Rabat- Morocco’s Ministry of Education has defended textbook content written in Darija (Moroccan Arabic), saying that it is “purely for educational purposes.”
Images of multiple pages in Arabic primary school textbooks have caused social media uproar because they contain words used in Darija, the unwritten Moroccan dialect of Arabic, instead of pure standard Arabic.
The texts include names of Moroccan traditional clothing and dishes in Darija, such as “ghriyba” (a Moroccan cookie), “baghrir” (Moroccan crepes), and “briouat” (a sweet/savory puff pastry).
In addition to the Darija words in Arabic textbooks, photos of a French textbook containing a popular Moroccan children’s song next to its transliteration into the Latin alphabet and translation in French inspired the mockery of Moroccans online.
Several Moroccans condemned the use of Darija content, deeming it inappropriate for children’s successful mastering of standard Arabic.
According to Article 5 of Morocco’s 2011 constitution, “Arabic is the official language of the state,” and Morocco strives for its protection, development, and integration into teaching, side by side with Tamazight (Berber).
Morocco’s Independence Party (IP) held a meeting with the Committee on Education, Culture, and Communication with the minister of education, Said Amzazi, to discuss the issue.
Amzazi said in a statement to Akhbar Alyaoum that the use of Darija to name Moroccan dishes and clothing in textbooks is for mere educational purposes. He stressed that the French textbook with the Darija poem does not belong to the ministry as it did not produce it or permit its use.

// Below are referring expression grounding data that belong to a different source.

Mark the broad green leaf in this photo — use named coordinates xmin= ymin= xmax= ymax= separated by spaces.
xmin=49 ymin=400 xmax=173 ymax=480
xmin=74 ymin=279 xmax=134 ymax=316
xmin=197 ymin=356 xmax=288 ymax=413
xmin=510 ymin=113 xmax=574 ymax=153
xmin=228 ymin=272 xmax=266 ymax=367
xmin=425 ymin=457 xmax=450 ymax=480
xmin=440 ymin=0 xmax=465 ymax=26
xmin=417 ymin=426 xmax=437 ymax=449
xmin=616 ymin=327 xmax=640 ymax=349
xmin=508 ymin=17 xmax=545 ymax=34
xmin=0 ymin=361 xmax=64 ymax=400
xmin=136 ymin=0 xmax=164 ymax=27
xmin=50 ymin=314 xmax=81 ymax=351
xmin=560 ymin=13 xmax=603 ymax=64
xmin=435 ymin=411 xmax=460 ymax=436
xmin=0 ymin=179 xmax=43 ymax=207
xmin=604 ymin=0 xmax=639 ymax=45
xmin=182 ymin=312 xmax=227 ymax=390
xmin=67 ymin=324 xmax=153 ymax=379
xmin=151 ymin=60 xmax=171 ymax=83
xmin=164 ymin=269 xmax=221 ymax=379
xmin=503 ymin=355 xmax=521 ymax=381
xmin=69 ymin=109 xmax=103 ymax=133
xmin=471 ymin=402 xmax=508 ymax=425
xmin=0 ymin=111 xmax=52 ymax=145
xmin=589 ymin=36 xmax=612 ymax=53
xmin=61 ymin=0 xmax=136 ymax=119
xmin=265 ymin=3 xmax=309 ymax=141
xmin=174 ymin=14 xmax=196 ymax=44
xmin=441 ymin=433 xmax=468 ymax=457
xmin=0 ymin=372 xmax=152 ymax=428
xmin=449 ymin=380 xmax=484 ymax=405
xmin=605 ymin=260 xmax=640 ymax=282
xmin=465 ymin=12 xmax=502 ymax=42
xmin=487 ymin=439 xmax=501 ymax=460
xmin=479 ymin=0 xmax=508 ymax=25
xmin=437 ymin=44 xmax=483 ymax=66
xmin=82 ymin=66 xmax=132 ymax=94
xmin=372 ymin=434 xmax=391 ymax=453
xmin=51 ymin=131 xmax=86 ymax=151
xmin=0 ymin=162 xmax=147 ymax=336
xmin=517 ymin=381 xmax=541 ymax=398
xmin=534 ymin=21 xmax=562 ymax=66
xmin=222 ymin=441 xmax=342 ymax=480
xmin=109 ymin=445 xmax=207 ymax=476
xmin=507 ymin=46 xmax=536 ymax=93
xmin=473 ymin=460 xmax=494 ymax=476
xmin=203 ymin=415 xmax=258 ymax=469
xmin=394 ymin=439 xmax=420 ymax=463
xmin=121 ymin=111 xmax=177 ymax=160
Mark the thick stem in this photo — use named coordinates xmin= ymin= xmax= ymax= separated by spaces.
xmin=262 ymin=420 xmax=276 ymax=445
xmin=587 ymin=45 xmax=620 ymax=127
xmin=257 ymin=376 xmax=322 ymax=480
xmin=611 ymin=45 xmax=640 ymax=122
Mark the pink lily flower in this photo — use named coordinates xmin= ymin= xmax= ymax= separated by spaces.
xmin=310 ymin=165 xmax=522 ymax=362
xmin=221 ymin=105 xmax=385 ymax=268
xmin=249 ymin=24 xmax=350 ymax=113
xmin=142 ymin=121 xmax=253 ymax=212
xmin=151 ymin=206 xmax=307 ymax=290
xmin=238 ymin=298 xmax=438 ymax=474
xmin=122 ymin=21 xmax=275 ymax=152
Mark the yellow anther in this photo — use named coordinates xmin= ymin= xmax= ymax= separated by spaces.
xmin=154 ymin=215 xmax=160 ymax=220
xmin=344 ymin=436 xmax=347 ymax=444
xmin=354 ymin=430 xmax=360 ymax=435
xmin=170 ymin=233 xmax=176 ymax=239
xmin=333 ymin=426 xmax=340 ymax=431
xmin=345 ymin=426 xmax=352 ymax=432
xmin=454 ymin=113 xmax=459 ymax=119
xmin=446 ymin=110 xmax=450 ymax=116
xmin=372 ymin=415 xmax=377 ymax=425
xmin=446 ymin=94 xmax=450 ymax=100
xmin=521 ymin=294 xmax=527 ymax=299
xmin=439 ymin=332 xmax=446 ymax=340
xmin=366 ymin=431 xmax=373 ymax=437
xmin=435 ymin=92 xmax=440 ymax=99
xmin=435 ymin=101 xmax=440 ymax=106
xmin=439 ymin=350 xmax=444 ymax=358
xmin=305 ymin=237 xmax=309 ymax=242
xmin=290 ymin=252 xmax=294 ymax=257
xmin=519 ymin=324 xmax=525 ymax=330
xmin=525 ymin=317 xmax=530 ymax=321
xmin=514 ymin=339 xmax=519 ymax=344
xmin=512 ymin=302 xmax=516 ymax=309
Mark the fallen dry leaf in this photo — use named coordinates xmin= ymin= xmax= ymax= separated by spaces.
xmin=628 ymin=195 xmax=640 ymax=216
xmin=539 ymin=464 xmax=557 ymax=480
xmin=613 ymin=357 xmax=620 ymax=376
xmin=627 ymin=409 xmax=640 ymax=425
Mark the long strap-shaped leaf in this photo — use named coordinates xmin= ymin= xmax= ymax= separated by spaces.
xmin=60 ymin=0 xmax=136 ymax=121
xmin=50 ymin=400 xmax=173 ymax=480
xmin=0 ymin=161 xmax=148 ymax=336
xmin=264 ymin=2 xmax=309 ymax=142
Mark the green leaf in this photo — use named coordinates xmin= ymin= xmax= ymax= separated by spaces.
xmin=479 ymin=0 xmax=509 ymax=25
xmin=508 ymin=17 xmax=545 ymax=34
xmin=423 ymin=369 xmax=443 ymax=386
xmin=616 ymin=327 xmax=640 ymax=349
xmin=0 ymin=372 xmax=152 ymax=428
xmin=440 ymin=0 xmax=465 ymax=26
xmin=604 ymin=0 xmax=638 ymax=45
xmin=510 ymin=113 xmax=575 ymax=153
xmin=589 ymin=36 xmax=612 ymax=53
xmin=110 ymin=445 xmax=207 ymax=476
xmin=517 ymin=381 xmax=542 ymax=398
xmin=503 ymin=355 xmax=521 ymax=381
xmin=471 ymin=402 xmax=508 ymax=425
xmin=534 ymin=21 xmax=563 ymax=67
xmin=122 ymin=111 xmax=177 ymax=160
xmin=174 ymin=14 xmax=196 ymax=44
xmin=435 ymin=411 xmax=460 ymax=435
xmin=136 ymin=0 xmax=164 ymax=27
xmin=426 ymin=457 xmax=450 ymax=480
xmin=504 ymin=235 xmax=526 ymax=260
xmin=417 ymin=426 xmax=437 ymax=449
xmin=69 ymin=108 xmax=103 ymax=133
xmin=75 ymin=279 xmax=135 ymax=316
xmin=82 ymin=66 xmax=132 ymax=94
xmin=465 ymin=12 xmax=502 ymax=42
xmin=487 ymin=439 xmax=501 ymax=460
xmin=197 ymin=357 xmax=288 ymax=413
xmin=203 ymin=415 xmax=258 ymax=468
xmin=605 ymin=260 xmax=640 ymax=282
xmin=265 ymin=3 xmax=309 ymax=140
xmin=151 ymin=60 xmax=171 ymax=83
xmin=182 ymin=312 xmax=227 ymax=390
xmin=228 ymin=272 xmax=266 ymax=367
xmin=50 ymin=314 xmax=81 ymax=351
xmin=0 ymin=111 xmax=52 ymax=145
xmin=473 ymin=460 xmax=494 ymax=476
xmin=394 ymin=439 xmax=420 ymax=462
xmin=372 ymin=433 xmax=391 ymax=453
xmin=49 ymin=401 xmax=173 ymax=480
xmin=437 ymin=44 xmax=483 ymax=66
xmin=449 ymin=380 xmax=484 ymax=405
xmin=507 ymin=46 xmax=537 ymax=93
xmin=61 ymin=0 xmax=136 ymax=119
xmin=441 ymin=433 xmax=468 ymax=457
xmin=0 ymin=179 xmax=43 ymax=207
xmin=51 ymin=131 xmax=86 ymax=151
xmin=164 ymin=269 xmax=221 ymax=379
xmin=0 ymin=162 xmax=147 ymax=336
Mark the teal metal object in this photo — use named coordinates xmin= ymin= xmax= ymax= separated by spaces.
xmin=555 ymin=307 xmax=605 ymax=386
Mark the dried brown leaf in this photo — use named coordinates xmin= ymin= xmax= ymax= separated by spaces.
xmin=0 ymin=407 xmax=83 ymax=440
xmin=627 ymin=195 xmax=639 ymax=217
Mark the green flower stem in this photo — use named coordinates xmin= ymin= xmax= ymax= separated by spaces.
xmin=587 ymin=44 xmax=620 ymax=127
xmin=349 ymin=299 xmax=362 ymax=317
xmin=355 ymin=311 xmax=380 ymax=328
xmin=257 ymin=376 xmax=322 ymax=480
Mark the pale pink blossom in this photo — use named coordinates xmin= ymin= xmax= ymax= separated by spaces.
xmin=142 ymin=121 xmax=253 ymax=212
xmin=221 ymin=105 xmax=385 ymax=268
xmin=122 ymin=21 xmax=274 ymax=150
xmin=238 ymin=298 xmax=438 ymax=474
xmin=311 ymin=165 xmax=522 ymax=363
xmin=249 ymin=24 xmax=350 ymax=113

The ministry called for educators and the general Moroccan society not to pay attention to distractions that could disrupt the progress of the current school year.
The 2018-2019 academic year officially starts on Wednesday, September 5, for both public and private schools in Morocco.
Parents of students in private schools have been complaining about the expensive prices of school textbooks.
The total prices of textbooks which typically did not exceed a total of MAD 2,000 or 2,800 per student for primary and secondary levels, now cost approximately MAD 1,600 for private primary schools and MAD 2,500 for middle schools.
Textbooks, notebooks, and other school accessories combined can cost as much as MAD 3,000 to 4,000 for high school.
A librarian explained to Moroccan news outlets Le 360 that the French textbooks are more expensive than the Arabic books because they are imported. The increase in prices did not only stop at textbooks, but reached tuition fees also.
According to Moroccan daily Al Massae, some private schools across the country increased tuition fees by 25 to 30 percent.
Morocco’s frail educational system
Only 71.7 percent of Morocco’s population can read and write, while just 64.4 percent of the working-age population has completed secondary education or above, according to research group BMI.
Despite challenges, Morocco is committed to improving the educational system.
The government allocated MAD 70 billion to improve material resources and educational conditions for university students for the academic years ahead.
The move is part of the implementation of the strategic vision of the 2015-2030 reform program, and in accordance with the 2016-2021 Government Action Program.
Head of Government Saad Eddine El Othmani said that about 700 vacant positions will be filled in 2018 to improve human resources management in Moroccan universities.
The channels of recruitment will be diversified to attract a maximum of national and international expertise.
Amzazi has recently unveiled his new national education plan to totally reform the sector.
The new plan seeks to develop infrastructure and staff, rethink pedagogy, expand student enrollment and accessible education, support students against violence, and reform private education.